Fiscal years begin July 1 and end June 30 of the following year.
“So far, for the five months of this fiscal year, your health insurance has cost just below $900,000,” Wallace said. “Last year, it was upwards of $1.6 million. You can no longer afford to fund your self-insurance. You have been approached by a broker by the name of Pete Thackston with USI who has made a recommendation to switch over to PEIA (Public Employees Insurance Agency). There are two different PEIA plans, a state plan and a non-state plan.”
Wallace said the county plan would be considered a non-state plan, so if they make the transition, county officials would have control over how much employees contribute to their plans.
“He is highly suggesting Plan C, which, in his calculations, would be an expense [for the county] of about $800,000 per year,” Wallace said.
She said Plan C would result in employees having the same deductibles they currently have of $500 and $1,000 if they fund the Health Reimbursement Account or the Health Savings Account in the amount of $2,000 and $4,000.
“That’s similar to what you currently do with your self-insurance,” Wallace said. “By funding the HRA portion, it would keep the deductibles at $500 and $1,000.”
A deductible is the amount an individual or entity must pay before insurance kicks in to cover the cost of health claims.
She said the proposal also keeps the employee contributions per month for Plan C the same as what employees are currently paying at $20 for a single employee; $30 for an employee and children; and $40 with employee and spouse.
“Now, with PEIA, there are only three tiers, and we currently have four,” Wallace said. “We [currently] have single employee, employee plus children, employee plus spouse and family, so his recommendation would be to take family down to the same rate as employee and spouse of $40, which would actually be a decrease for employee contributions per month by $10 for family plans.”
Wallace said she has arranged for Thackston to attend the commission meeting Jan. 9, 2020 at 1 p.m. to present his proposal to the commission. He’ll also explain the proposal at the supervisor policy board meeting on Jan. 19, 2020.

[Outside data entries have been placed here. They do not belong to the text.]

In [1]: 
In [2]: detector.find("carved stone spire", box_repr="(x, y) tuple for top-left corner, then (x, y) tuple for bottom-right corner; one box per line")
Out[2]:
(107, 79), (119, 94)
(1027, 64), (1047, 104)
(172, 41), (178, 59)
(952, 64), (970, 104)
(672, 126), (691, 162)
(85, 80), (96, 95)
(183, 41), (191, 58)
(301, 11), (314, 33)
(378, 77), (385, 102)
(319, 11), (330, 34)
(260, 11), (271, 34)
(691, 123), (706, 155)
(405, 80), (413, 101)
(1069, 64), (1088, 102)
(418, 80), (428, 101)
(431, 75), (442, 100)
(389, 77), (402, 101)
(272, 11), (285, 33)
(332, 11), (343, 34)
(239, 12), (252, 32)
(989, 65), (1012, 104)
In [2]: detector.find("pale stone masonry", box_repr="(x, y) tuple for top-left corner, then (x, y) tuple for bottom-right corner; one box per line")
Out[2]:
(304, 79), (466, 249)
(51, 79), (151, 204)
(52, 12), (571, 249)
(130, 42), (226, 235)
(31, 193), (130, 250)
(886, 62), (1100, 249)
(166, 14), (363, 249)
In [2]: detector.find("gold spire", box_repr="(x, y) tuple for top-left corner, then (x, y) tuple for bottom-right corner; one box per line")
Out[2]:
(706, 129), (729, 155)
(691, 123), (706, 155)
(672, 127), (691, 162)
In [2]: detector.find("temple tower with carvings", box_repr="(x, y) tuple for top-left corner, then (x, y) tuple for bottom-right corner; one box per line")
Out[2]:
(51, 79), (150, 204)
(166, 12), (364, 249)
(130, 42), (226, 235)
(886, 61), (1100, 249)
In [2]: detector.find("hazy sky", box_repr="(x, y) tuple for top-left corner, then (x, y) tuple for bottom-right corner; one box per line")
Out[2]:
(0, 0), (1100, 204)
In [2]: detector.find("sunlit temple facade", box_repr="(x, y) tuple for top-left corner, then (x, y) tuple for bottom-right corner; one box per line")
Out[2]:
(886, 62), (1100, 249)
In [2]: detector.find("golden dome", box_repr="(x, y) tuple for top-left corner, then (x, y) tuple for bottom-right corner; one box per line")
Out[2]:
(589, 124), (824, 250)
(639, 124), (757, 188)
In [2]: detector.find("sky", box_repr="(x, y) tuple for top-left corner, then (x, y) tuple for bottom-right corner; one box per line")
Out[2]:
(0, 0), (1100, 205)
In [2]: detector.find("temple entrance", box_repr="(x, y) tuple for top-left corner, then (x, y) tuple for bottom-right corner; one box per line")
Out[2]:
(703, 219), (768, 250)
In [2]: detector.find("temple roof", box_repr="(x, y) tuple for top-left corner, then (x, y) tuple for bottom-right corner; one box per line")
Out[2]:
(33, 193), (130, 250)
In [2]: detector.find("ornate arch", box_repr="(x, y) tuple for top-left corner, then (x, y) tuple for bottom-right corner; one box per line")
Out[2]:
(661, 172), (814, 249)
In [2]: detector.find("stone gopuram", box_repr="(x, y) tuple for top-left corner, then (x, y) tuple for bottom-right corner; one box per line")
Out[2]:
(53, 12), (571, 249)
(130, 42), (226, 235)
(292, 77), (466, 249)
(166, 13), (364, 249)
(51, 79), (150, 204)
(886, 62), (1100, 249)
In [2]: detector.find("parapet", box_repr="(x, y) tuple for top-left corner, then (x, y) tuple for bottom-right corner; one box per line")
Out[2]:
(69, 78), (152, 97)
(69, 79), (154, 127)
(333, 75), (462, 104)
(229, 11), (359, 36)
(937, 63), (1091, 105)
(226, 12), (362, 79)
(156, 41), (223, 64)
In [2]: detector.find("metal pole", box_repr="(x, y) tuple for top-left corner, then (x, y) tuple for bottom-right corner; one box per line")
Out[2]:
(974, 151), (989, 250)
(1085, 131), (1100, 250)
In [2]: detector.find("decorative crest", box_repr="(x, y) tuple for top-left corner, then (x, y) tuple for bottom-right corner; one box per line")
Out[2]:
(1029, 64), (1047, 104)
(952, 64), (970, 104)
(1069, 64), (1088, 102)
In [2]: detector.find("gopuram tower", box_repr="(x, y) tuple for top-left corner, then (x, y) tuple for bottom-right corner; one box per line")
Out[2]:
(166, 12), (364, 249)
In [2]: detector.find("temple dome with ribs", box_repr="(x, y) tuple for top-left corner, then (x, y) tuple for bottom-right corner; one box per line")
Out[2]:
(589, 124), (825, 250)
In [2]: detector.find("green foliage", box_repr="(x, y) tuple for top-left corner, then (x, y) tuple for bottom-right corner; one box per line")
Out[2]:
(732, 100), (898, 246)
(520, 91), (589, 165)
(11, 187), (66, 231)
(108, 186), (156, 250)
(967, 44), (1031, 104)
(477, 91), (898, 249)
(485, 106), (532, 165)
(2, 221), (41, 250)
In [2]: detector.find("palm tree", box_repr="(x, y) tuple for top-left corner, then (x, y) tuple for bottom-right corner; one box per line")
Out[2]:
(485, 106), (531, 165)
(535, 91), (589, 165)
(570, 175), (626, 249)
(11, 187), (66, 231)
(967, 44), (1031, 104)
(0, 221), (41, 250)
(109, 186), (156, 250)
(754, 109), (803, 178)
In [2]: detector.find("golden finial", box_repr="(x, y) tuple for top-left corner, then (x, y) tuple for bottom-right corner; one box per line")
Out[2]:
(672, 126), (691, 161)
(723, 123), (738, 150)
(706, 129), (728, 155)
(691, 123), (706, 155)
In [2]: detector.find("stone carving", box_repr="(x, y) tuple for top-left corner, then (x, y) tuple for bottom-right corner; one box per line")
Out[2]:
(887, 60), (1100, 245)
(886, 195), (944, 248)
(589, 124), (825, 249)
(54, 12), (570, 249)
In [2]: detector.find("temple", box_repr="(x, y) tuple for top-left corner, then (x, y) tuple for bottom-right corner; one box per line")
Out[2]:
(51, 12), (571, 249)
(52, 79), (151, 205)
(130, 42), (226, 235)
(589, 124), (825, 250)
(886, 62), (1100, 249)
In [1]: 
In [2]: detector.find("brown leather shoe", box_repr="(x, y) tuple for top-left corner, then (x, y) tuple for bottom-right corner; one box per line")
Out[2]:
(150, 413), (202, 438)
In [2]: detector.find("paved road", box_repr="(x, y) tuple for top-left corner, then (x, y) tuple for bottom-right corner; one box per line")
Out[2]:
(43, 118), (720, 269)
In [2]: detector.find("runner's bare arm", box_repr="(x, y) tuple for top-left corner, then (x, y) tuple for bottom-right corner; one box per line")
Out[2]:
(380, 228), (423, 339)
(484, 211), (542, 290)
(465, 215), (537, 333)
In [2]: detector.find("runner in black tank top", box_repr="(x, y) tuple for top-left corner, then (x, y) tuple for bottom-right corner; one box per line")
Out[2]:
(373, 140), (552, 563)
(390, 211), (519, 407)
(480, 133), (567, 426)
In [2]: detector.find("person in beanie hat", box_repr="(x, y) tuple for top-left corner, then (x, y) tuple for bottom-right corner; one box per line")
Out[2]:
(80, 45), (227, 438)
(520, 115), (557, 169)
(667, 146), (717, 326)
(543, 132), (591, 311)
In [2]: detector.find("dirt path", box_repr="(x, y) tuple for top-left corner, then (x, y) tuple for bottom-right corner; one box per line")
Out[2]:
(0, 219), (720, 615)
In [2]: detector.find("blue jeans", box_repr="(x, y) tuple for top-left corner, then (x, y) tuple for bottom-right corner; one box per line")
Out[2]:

“Our plan would be, like I said, to have him back at the supervisor policy board meeting on the 19th and then to schedule preliminary employee meetings the last week of January so employees can bring as an example their prescription list and talk to them about what would be best for them and what their coverage will be,” Wallace said. “They’ll be able to gather any documents necessary prior to open enrollment, which looks like it would take place at the end of March or beginning of April.”
In a self-insurance plan, which is what the county currently has, an employer assumes the financial risk for providing healthcare benefits to employees, according to the Self-Insurance Institute of America, Inc.
“In practical terms, self-insured employers pay for each out-of-pocket claim as they are incurred instead of paying a fixed premium to an insurance carrier, which is known as a fully-insured plan,” according to the website.